By John Ikani
In a move designed to prop up oil prices amidst economic unease and geopolitical tensions, the OPEC+ alliance of oil-producing nations agreed on Sunday to extend existing production cuts.
The decision, reached during a biannual meeting, involves the 12-member OPEC cartel, led by Saudi Arabia, and its 10 partners, spearheaded by Russia.
In a statement, the alliance confirmed the “extension of overall crude oil production levels… from January 1st, 2025, until December 31st, 2025.”
Furthermore, eight member countries – Saudi Arabia, Russia, Iraq, United Arab Emirates, Kuwait, Kazakhstan, Algeria, and Oman – opted to extend additional voluntary production cuts initially requested by Riyadh to further stabilize the market.
These cuts will be phased out over a period ranging from September to December 2025.
The group-wide production cuts currently amount to roughly two million barrels per day (bpd).
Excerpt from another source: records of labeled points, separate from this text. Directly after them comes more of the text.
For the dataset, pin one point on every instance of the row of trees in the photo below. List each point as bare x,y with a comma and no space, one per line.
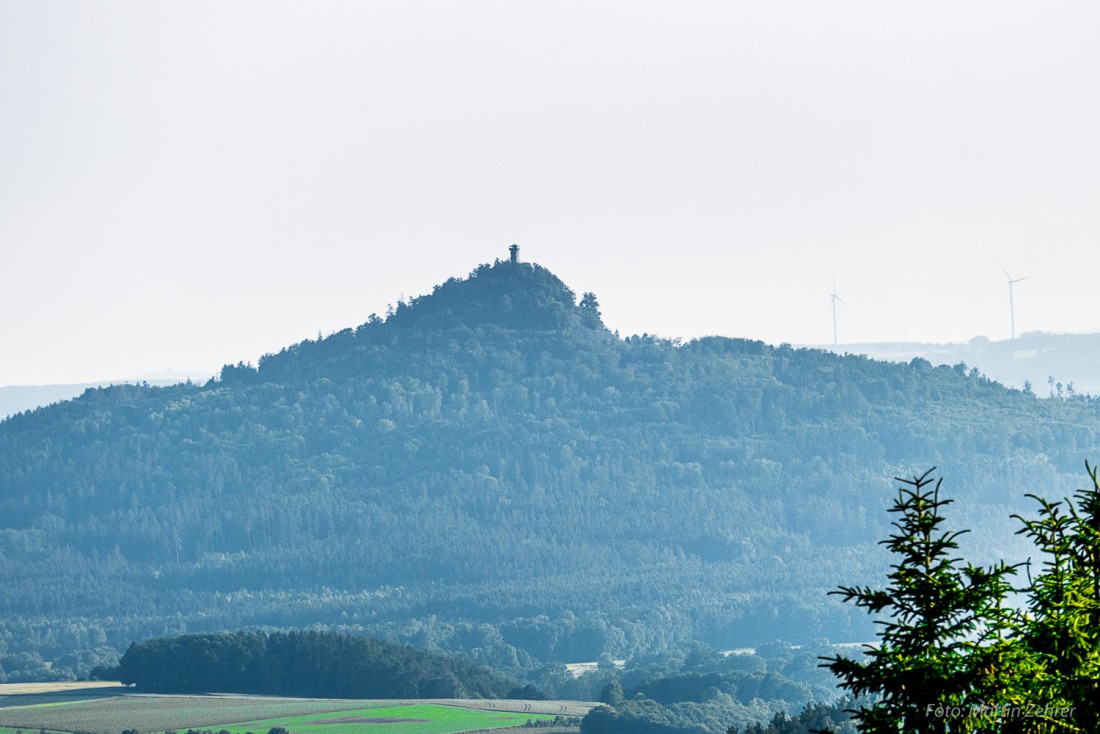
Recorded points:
954,655
309,664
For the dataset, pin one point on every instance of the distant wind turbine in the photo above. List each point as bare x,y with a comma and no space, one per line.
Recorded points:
1012,308
835,298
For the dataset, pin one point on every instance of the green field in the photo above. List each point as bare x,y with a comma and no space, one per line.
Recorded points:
240,714
415,719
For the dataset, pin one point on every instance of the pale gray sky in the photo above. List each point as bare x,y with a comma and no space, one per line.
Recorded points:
188,184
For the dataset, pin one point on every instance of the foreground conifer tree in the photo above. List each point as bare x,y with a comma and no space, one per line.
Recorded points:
953,656
944,631
1060,633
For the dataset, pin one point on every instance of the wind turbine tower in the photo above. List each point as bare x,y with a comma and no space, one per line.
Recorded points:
1012,308
835,298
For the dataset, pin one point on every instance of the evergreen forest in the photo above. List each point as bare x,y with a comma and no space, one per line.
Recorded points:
488,470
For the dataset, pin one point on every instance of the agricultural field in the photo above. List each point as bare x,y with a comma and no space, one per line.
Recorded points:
240,714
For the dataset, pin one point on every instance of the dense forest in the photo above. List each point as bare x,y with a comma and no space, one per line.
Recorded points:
303,664
490,470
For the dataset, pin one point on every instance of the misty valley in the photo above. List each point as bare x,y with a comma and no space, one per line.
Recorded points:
469,496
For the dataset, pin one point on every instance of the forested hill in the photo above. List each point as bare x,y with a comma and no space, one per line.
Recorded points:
490,469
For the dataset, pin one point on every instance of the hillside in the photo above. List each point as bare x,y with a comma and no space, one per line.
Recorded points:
1054,364
490,469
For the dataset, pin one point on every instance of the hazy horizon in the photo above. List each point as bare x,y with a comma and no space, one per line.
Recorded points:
191,185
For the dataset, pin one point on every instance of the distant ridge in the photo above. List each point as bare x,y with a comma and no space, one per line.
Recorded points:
17,398
488,469
1035,357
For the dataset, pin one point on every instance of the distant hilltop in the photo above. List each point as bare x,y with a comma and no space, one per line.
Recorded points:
17,398
1052,363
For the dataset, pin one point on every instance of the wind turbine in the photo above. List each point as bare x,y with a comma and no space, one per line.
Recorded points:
835,298
1012,308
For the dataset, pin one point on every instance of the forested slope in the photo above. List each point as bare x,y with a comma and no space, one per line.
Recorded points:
490,469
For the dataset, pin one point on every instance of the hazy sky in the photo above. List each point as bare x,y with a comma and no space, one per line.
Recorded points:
190,184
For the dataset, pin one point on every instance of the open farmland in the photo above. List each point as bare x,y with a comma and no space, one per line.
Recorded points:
415,719
240,714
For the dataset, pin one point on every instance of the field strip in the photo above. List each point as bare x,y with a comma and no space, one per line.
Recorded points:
157,713
59,687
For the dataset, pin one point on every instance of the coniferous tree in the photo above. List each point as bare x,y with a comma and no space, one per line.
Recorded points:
1060,632
943,645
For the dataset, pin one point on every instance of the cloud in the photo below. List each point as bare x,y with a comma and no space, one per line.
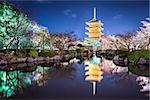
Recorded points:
118,16
69,13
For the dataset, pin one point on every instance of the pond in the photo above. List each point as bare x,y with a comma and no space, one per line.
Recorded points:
92,78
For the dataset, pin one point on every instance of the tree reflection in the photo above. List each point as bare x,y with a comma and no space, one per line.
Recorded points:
63,72
41,75
11,82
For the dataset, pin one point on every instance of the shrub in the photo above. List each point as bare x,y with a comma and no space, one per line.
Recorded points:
135,55
33,53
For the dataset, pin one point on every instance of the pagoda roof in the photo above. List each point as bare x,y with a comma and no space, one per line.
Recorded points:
94,20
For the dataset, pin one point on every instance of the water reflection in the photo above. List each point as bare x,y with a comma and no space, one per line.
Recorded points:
11,82
125,75
73,73
93,72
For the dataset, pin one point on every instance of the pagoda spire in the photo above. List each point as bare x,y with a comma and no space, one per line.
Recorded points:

With the inclusion of the voluntary cuts, OPEC+ members are collectively slashing output by nearly six million bpd in an attempt to revitalize sluggish oil prices.
Positive Surprise and Uncertainty Abated
Analysts received Sunday’s announcements positively. “This is a welcome development,” said UBS analyst Giovanni Staunovo.
He elaborated to AFP that the decision “eliminates some potential future disagreements over quotas, as they’ll now be reviewed at the end of 2025 for 2026.”
Previously, negotiations regarding member country production quotas had been a frequent source of conflict, leading to heated debates and even departures.
Angola, for instance, exited OPEC in late 2023 due to disagreements over production cuts.
However, Mukesh Sahdev of Rystad Energy highlighted a lingering challenge: “actual barrels reaching the market may be higher than what’s reported,” potentially undermining OPEC’s strategy.
Indeed, Iraq, Kazakhstan, and Russia all exceeded their quotas in the first quarter, with Russia exceeding theirs again in April.
A Delicate Balancing Act
Given the uncertainty surrounding global demand, some analysts express concern about the difficulty of gradually reintroducing oil to the market without causing a price plunge.
Producers will likely need to devise a sophisticated system to skillfully reintroduce previously removed barrels without triggering a price collapse.
Oil prices have remained relatively stagnant since the last meeting in November, hovering around $80 per barrel.
While OPEC maintains its 2024 demand forecasts, the International Energy Agency has revised theirs downward.
“The environment is undeniably challenging,” stated Ipek Ozkardeskaya, a market analyst at Swissquote Bank.
“We’re facing a combination of above-average inflation, slowing global growth projections, central bank uncertainty, rising U.S. oil production, and ongoing Middle Eastern tensions.”